To recap: my need is a 3-4 day/week lace up ankle boot (say5-6" at the ankle), with a rugged sole and a nice dark brown finish. Intended application is wear to work and on weeknds with chinos, cords and jeans.

And yes, I have Bean boots. What I need are wear all day boots for the new england winter in a very business casual environment. Need somethng beefier than a chukka, and yes, love the Indy boot, but it's a little too polished (and reddish) for my wants . . .

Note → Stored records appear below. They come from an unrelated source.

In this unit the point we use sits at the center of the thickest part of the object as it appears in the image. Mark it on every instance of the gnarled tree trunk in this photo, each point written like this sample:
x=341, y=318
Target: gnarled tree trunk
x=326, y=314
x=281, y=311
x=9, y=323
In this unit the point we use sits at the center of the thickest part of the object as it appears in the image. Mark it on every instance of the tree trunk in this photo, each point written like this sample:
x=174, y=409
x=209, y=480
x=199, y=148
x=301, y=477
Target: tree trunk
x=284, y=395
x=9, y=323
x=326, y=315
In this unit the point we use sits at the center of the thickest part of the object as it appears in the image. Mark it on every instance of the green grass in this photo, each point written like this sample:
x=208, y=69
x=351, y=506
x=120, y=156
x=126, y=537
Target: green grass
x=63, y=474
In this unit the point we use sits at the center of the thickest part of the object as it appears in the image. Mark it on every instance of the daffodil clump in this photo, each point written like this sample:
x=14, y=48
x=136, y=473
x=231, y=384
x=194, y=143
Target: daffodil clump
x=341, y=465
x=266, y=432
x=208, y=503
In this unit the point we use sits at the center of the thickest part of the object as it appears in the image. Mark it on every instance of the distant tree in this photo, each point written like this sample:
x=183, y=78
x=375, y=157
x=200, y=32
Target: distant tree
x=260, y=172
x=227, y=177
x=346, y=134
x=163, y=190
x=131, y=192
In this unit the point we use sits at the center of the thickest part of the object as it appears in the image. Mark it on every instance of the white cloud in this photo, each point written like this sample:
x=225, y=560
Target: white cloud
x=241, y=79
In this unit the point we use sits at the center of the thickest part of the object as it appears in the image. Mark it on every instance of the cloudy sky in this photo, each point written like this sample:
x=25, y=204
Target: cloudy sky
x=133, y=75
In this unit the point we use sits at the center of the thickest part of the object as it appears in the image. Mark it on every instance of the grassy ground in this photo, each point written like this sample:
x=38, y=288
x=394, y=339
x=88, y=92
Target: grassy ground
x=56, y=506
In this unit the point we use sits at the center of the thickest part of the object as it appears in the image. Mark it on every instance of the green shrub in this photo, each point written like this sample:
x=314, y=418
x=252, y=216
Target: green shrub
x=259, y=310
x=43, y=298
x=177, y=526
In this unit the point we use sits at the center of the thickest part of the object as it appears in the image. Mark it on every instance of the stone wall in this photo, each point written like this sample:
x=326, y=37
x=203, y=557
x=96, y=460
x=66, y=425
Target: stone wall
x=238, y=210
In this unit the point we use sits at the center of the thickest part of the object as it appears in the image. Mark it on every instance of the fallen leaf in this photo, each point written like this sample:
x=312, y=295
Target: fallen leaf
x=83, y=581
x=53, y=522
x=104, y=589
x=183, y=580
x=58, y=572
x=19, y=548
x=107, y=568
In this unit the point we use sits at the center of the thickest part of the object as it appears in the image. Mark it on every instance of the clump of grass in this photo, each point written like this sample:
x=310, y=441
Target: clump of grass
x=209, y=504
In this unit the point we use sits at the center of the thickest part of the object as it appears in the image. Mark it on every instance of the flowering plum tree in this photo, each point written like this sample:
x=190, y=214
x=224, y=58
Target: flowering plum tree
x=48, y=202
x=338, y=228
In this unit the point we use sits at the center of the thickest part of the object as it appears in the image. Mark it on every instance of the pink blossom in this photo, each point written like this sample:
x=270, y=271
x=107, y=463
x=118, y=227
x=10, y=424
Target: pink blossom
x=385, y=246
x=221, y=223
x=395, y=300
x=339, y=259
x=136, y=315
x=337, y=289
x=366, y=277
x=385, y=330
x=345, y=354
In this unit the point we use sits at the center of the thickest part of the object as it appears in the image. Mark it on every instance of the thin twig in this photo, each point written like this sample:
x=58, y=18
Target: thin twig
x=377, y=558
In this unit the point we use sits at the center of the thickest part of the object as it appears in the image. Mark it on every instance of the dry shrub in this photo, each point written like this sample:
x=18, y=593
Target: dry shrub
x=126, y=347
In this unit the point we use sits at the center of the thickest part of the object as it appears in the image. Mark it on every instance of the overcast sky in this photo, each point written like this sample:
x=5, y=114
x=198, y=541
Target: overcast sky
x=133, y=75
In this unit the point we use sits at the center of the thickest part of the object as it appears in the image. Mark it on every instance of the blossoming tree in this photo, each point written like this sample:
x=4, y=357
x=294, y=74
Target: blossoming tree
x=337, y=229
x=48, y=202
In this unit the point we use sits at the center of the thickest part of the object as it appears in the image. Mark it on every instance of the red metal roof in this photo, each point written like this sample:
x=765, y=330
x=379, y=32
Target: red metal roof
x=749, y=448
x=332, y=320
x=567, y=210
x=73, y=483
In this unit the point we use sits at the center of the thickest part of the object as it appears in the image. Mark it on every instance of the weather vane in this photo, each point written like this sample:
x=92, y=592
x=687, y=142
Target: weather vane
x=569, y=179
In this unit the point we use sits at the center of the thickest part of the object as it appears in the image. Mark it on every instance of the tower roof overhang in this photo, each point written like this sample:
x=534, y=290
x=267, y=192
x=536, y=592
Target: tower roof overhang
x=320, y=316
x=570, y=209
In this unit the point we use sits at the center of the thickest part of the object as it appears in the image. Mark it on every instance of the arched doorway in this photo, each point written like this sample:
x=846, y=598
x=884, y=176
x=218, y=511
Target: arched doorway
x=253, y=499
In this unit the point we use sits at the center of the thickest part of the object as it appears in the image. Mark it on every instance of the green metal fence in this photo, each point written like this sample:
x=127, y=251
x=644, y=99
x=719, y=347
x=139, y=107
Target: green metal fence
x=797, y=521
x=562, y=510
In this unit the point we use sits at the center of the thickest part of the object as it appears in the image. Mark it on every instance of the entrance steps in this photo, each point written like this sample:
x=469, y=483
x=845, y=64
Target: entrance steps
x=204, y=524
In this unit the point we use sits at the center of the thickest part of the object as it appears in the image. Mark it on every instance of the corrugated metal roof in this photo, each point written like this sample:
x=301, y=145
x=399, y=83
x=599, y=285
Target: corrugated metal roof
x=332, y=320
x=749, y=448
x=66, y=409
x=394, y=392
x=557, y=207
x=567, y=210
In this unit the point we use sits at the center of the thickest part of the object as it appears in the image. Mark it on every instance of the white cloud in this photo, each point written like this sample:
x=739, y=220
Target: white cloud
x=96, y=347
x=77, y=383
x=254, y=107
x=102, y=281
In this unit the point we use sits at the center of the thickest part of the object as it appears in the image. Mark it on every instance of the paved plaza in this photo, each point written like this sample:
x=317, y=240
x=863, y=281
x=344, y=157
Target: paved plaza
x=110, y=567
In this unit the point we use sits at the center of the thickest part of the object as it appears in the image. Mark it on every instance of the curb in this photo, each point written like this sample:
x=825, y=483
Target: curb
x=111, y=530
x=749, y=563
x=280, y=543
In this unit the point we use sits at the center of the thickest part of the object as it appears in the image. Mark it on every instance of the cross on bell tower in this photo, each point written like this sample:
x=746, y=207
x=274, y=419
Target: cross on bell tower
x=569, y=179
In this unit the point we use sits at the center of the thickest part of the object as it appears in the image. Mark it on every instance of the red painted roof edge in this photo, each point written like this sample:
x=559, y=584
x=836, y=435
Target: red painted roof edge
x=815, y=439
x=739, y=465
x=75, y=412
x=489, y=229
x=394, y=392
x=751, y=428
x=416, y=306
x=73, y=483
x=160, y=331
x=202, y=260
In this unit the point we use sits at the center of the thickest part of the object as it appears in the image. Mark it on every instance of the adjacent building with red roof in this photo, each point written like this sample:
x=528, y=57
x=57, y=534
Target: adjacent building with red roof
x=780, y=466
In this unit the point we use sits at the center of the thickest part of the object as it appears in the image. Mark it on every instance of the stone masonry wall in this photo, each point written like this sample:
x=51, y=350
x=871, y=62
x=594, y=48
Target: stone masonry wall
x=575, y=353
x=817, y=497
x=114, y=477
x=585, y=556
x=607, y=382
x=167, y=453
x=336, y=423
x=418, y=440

Any comments or suggestions?


----------



## tripreed (Dec 8, 2005)

If they're within your price range, perhaps you could consider some Gokeys from Orvis.


----------



## Cool Cal (Jan 19, 2007)

i wouldn't buy j. crew anything if you're looking for any durability.


----------



## jackmccullough (May 10, 2006)

I couldn't get either of the links you posted to work, but how about the Red Wing Itasca: , or a Bean chukka: https://www.llbean.com/webapp/wcs/s...771&cat4=502767&shop_method=pp&feat=502771-tn or


----------



## spinlps (Feb 15, 2004)

Here are working links:

J. Crew


----------



## Patrick06790 (Apr 10, 2005)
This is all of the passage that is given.